1. die B. H., Kommanditgesellschaft auf Aktien, in F., B. L.str. ..., vertreten durch ihre persönlich haftenden Gesellschafter Dr. Eduard von S. und Hans Wilhelm von T.,

2. den Wirtschaftsprüfer B. in O., G.str. ..., als Konkursverwalter über das Vermögen des Sägewerksbesitzers Friedrich B. in N.,

hat der II. Zivilsenat des Bundesgerichtshofs auf die mündliche Verhandlung vom 24. April 1958 unter Mitwirkung des Senatspräsidenten Dr. Nastelski und der Bundesrichter Dr. Nörr, Dr. Haager, Liesecke und Dr. Reinicke

für Recht erkannt:

Tenor:

Die Revision gegen das Urteil des 5. Zivilsenats des Oberlandesgerichts in Frankfurt (Main) vom 18. September 1956 wird auf Kosten der Klägerin zurückgewiesen.

Von Rechts wegen

Tatbestand:

1

Die C. G. de P. et M. S.A. P. gab im Jahre 1950 ihren Sägewerksbetrieb in O. (Kreis W.) auf und verkaufte durch Vertrag vom 3. April 1950 die dort lagernden Holzvorräte, u.a. 7.280 cbm Schwarzwälder Nadelholz, sowie Maschinen und Baulichkeiten an den Sägewerksbesitzer Friedrich B. in N. für einen Gesamtkaufpreis von 800.000 DM. Der Kaufpreis war an die Klägerin (in den Urkunden: CIBO) zu zahlen, die für die Verkäuferin die Durchführung des Vertrages übernahm.
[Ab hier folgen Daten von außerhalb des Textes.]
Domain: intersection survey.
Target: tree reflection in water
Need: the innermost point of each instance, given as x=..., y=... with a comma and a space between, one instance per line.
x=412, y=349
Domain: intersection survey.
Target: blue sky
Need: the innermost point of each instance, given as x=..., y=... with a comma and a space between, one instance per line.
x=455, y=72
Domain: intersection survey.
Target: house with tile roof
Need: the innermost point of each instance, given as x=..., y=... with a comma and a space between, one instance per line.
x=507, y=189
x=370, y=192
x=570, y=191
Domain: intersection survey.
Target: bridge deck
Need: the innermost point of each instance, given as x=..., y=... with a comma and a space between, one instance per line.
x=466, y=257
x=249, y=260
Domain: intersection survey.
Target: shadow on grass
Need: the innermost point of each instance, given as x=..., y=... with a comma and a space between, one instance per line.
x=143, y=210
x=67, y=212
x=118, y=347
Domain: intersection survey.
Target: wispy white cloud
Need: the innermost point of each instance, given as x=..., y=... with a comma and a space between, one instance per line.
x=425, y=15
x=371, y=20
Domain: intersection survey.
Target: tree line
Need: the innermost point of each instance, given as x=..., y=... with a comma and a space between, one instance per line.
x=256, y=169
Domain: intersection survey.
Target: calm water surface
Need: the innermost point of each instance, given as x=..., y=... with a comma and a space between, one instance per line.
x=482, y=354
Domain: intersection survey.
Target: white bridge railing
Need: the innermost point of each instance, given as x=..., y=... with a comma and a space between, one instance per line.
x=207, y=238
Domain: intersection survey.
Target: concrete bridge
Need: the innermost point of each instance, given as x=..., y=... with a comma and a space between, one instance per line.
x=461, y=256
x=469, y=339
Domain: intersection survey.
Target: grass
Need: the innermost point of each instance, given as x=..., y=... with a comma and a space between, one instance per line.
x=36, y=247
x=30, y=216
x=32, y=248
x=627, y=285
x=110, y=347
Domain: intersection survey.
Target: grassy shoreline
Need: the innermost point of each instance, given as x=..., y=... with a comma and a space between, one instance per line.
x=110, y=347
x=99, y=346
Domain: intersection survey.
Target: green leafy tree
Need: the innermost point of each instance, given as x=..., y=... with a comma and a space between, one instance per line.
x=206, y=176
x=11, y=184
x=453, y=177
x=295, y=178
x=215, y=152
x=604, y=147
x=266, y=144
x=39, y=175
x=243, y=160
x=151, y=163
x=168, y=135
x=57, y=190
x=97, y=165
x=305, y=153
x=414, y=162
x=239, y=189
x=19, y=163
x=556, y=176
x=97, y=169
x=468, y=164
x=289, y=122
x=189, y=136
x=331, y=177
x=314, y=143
Im Vertrage war über die Zahlungsbedingungen vorgesehen:

"Monsieur B. s'-engage à faire ouvrir en France avant le 15 avril 1950 par la B. H. un accréditif de DM 800.000 au bénéfice de la C.I.B.O. ..."

2

Büchs beauftragte die Beklagte zu 1) mit der Bestellung des zugesagten Akkreditivs. Sie erteilte am 3. Mai 1950 der Banque Nationale pour le Commerce et l'Industrie in Paris (= BNCI) folgenden Auftrag:

"Hierdurch bitten wir Sie, im Auftrag und für Rechnung von Herrn Friedrich B., N., durch Vermittlung Ihrer Agence St. L. zu Gunsten von C.I.B.O. ein unwiderrufliches, bis zum 30. Juni 1950 einschließlich gültiges Akkreditiv in Höhe von 800.000 DM zu eröffnen ..."

3

Für die Auszahlung sollten als Dokumente nötig sein: Rechnung, Ursprungszeugnis, Exportlizenz, Erklärung von Verkäufer und Käufer, daß die Übergabe von 7.280 cbm Holz stattgefunden habe, sowie eine Bescheinigung des deutschen Zollamts, daß die Ware in das deutsche Zollgebiet eingetreten sei. Zunächst sollten nur 700.000 DM auszahlbar sein. Die restlichen 100.000 DM sollten ausgezahlt werden, sobald die schriftliche Bescheinigung des Käufers B. vorliege, daß der übernommene Schnittholzbestand der verkauften Menge entspräche. Die aufgenommenen Dokumente sollten an die Beklagte zu 1) gesandt werden. Die Beklagte zu 1) fügte hinzu:

"Wir erkennen Sie mit DM 800.000 Wert 3.5.1950 auf Ihrem bei uns geführten DM-Konto für von Ihnen unter diesem Akkreditiv zu leistenden Zahlungen."

4

Die Klägerin erhielt Abschrift dieses als "Akkreditiveröffnungsauftrag" bezeichneten Schreibens.

5

Die BNCI schrieb daraufhin am 8. Mai 1950 an die Klägerin:

"Nous avons l'honneur de vous informer que notre Correspondant, la B. H. in F., nous prie par lettre du 3 courant, de vous notifier l'ouverture en votre faveur de son crédit irrévocable No 4180 pour comte de M. Friedrich B. N. pour montant de 800.000 DM ..."

6

Es folgen die Auszahlungsbedingungen entsprechend dem Schreiben der Beklagten zu 1) und der Zusatz:

"Veuillez noter que crédit étant émis directement en votre faveur par notre Correspondant ne nous engage nullement et n'entraine pour aucune responsabilité en ce qui concerne son utilisation."

7

An die Beklagte zu 1) schrieb die BNCJ am 9. Mai 1950:

"Nous vous informons que nous ouvrons le crédit documentaire détaillé ci-aprés conformement à vos instructions."

8

Der Käufer B. bestätigte in einer Übernahmebescheinigung vom 4. Mai 1950, daß er 7.280 cbm Schnittholz in O. übernommen habe und erklärte weiter:

"Die Qualität des Holzes habe ich bereits früher anerkannt.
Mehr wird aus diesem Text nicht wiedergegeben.